Shallow Copy and Deep Copy
The Longhorn V2 data engine uses SPDK’s shallow copy and deep copy primitives for efficient replica rebuilds and data synchronization. These copy mechanisms operate at the cluster level, copying only allocated data and skipping unallocated (zero) regions.
Shallow copy copies only the clusters that the source lvol has allocated, writing them onto the destination bdev. Unallocated clusters in the source are skipped — the destination keeps whatever it already had there.
Shallow copy can be pipelined with a configurable depth, allowing concurrent in-flight copy operations. The depth is controlled by the data-engine-shallow-copy-pipeline-depth setting:
{"v2": "4"}
Default depth is 1 (sequential). Higher values allow more concurrent copy operations, speeding up rebuilds on storage backends that can handle parallel I/O.
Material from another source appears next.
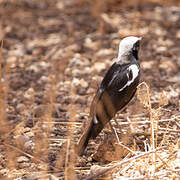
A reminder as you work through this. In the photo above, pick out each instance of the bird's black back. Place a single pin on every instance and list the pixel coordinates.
(112, 95)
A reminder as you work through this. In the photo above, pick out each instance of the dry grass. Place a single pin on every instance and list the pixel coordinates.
(31, 147)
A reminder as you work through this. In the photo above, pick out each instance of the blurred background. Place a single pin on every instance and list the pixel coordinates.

Range shallow copy copies a specific list of clusters and unmaps (TRIMs) all others on the destination. This is used when the destination already has a partial copy of the data — only the mismatching clusters need to be copied, and the rest are unmapped to ensure consistency.
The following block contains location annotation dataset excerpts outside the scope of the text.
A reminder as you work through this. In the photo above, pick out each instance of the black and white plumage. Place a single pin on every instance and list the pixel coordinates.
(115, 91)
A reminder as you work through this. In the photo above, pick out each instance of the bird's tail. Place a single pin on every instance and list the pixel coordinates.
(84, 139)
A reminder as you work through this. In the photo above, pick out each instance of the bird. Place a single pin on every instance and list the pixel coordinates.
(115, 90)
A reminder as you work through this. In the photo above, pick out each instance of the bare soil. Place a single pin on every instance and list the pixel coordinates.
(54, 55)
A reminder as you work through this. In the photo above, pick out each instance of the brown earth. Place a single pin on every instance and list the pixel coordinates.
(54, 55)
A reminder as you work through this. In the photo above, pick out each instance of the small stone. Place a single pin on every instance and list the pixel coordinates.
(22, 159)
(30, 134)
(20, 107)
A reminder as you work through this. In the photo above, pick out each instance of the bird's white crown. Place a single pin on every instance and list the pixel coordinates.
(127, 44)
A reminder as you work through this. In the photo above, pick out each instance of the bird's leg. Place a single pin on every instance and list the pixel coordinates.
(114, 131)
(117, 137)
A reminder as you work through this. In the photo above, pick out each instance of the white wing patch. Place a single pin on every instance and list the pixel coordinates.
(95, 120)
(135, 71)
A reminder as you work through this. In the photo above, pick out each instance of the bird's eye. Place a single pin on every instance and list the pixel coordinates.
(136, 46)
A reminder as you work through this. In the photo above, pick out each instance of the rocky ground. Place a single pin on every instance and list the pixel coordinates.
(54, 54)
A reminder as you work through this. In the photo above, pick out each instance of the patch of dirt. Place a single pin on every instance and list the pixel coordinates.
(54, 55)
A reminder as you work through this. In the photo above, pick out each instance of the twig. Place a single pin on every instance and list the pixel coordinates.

Range shallow copy is the mechanism used for incremental rebuilds when the destination already has most of the data and only a subset of clusters have changed.
Deep copy copies all allocated clusters from the source lvol and its snapshot ancestors to a destination bdev. Unlike shallow copy, deep copy reads through the entire snapshot chain, duplicating all data.
Deep copy is used when a complete, independent copy of the data is needed (e.g., for volume cloning or backup operations).
During a v2 volume rebuild:
This cluster-level copy approach means that rebuild time and space usage are proportional to the actual data size, not the volume’s logical size.